Her debut album, Find Your Way, sold over a one thousand thousand copies cosmopolitan, and paved the way for her sophomore, self-titled record album, released in 1996 and produced by the Boilerhouse Boys. In trey short old age, those deuce albums and nine singles -- five-spot of which were Top Ten -- established Gabrielle as the U.K.'s premier mortal vocalizer, wide-cut of hellenic psyche connotations (Marvin Gaye, Barry White, Bobby Womack) but besides influenced by early-'80s British pop (Mortal II Soul, Lisa Stansfield, Mantronix).
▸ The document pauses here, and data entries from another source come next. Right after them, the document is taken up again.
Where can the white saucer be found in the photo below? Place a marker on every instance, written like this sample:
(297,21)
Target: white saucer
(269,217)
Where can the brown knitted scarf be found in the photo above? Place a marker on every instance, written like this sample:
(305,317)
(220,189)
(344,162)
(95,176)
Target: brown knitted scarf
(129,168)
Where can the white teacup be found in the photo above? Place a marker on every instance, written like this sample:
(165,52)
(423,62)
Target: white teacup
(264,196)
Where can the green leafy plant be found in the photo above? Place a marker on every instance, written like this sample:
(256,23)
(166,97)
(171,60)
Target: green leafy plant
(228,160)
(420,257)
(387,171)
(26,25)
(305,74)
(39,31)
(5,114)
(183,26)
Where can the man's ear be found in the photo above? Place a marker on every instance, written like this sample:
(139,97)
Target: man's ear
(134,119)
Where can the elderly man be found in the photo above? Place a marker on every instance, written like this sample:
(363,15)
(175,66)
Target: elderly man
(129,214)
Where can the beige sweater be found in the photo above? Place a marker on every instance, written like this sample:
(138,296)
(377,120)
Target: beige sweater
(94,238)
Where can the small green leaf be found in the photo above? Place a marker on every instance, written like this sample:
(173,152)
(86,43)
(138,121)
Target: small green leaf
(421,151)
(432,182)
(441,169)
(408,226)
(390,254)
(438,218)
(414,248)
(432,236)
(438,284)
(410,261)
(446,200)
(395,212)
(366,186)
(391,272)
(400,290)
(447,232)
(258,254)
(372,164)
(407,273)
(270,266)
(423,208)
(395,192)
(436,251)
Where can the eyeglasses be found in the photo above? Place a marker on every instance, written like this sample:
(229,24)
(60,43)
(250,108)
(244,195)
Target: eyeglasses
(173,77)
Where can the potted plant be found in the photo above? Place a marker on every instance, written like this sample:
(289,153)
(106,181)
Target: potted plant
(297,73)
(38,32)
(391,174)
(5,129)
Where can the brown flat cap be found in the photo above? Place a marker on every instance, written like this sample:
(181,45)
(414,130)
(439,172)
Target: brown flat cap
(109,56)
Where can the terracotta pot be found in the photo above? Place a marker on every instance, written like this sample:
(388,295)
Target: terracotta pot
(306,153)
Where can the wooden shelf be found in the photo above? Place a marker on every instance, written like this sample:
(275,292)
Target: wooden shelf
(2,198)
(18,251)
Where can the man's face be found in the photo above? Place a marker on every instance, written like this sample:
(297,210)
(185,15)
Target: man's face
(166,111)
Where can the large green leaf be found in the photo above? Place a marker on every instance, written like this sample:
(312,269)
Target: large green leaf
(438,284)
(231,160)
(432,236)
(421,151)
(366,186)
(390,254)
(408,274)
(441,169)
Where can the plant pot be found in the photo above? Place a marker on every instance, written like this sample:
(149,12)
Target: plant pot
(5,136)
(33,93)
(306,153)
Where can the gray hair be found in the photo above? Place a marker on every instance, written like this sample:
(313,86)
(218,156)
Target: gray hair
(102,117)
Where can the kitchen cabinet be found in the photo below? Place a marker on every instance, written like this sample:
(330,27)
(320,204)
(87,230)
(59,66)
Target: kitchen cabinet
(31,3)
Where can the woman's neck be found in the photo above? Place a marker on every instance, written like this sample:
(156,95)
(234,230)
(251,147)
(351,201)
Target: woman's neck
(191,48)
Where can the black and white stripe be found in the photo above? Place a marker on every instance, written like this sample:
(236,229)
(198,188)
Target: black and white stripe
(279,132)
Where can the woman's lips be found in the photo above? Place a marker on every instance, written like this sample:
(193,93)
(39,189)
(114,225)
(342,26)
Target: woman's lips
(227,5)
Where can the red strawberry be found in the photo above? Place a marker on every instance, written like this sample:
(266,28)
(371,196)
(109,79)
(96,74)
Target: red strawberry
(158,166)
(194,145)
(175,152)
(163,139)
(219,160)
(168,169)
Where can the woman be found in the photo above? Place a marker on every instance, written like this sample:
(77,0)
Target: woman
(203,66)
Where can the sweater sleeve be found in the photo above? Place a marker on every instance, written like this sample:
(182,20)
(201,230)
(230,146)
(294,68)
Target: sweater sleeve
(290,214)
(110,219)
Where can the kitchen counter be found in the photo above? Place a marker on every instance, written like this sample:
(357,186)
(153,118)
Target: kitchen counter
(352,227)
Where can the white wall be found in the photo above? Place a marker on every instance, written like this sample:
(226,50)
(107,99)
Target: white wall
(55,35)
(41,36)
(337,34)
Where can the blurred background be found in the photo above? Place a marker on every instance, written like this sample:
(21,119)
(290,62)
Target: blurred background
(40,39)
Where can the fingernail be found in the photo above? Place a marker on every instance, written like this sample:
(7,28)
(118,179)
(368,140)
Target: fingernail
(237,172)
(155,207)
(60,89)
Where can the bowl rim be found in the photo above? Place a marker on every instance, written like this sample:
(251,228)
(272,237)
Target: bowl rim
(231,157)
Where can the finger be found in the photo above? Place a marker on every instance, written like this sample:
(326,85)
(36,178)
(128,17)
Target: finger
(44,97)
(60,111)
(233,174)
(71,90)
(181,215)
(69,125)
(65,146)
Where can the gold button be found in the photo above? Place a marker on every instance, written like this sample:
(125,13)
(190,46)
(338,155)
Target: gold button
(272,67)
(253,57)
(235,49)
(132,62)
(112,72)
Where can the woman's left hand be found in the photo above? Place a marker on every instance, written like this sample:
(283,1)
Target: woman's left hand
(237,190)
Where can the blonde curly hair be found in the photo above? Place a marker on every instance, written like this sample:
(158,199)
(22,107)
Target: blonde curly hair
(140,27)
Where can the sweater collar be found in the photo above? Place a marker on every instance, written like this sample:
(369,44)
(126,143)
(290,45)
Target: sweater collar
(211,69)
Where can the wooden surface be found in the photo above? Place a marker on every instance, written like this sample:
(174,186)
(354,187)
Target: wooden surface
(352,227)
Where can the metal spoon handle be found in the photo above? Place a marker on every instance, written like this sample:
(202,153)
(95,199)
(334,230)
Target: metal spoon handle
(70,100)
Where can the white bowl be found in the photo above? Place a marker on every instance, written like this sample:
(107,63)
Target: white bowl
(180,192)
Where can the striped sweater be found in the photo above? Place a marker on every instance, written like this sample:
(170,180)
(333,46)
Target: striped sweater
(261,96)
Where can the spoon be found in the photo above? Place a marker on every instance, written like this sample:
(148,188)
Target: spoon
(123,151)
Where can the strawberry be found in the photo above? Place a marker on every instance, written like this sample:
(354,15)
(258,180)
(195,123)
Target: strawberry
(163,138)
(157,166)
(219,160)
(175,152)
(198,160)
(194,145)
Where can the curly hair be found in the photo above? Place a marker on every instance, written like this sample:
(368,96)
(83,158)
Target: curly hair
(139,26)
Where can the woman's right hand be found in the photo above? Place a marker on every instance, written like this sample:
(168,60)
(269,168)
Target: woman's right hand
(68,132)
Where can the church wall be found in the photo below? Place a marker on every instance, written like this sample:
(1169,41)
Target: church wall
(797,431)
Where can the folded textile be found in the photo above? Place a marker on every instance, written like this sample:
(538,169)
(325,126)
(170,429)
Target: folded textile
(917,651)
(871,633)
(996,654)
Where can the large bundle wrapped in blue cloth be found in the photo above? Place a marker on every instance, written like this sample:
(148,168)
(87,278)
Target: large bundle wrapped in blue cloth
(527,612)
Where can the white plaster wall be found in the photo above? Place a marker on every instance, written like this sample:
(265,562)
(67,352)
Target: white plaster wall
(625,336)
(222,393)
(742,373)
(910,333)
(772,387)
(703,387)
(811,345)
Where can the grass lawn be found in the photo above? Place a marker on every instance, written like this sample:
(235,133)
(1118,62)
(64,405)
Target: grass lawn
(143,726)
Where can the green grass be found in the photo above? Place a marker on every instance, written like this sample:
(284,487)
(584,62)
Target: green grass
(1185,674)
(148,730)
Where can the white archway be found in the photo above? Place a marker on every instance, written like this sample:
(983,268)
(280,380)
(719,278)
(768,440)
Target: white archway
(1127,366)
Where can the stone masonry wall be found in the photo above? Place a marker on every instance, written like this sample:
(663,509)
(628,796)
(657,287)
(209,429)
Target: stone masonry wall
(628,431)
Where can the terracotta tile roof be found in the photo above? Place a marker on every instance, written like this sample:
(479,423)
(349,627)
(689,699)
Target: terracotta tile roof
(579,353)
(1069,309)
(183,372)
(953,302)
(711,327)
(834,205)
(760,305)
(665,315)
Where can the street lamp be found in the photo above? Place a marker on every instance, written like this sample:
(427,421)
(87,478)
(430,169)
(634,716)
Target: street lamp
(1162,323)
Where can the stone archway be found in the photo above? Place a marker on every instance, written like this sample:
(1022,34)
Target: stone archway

In 2000, Gabrielle followed up with her fitly highborn tierce album, Rise, which followed a unmanageable time for her personally and creatively. Widely publicized reports concerning her ex-partner's criminal article of faith threatened to overshadow her melodious accomplishments, not to credit her creative potency. The songs on Rise spoke of optimism, romanticism, devotion, and a dandy survival instinct. The lead-in undivided, "Sun," was a enlivened give thanks you to those friends you have on hand to hike your confidence when you're low. The album's claim track samples Bob Dylan's hellenic "Knockin' on Heaven's Door" with his rare seal of favourable reception. 2001's cosmopolitan strike "Out of Reach" was the feature track from the St. Bride Jones's Diary soundtrack.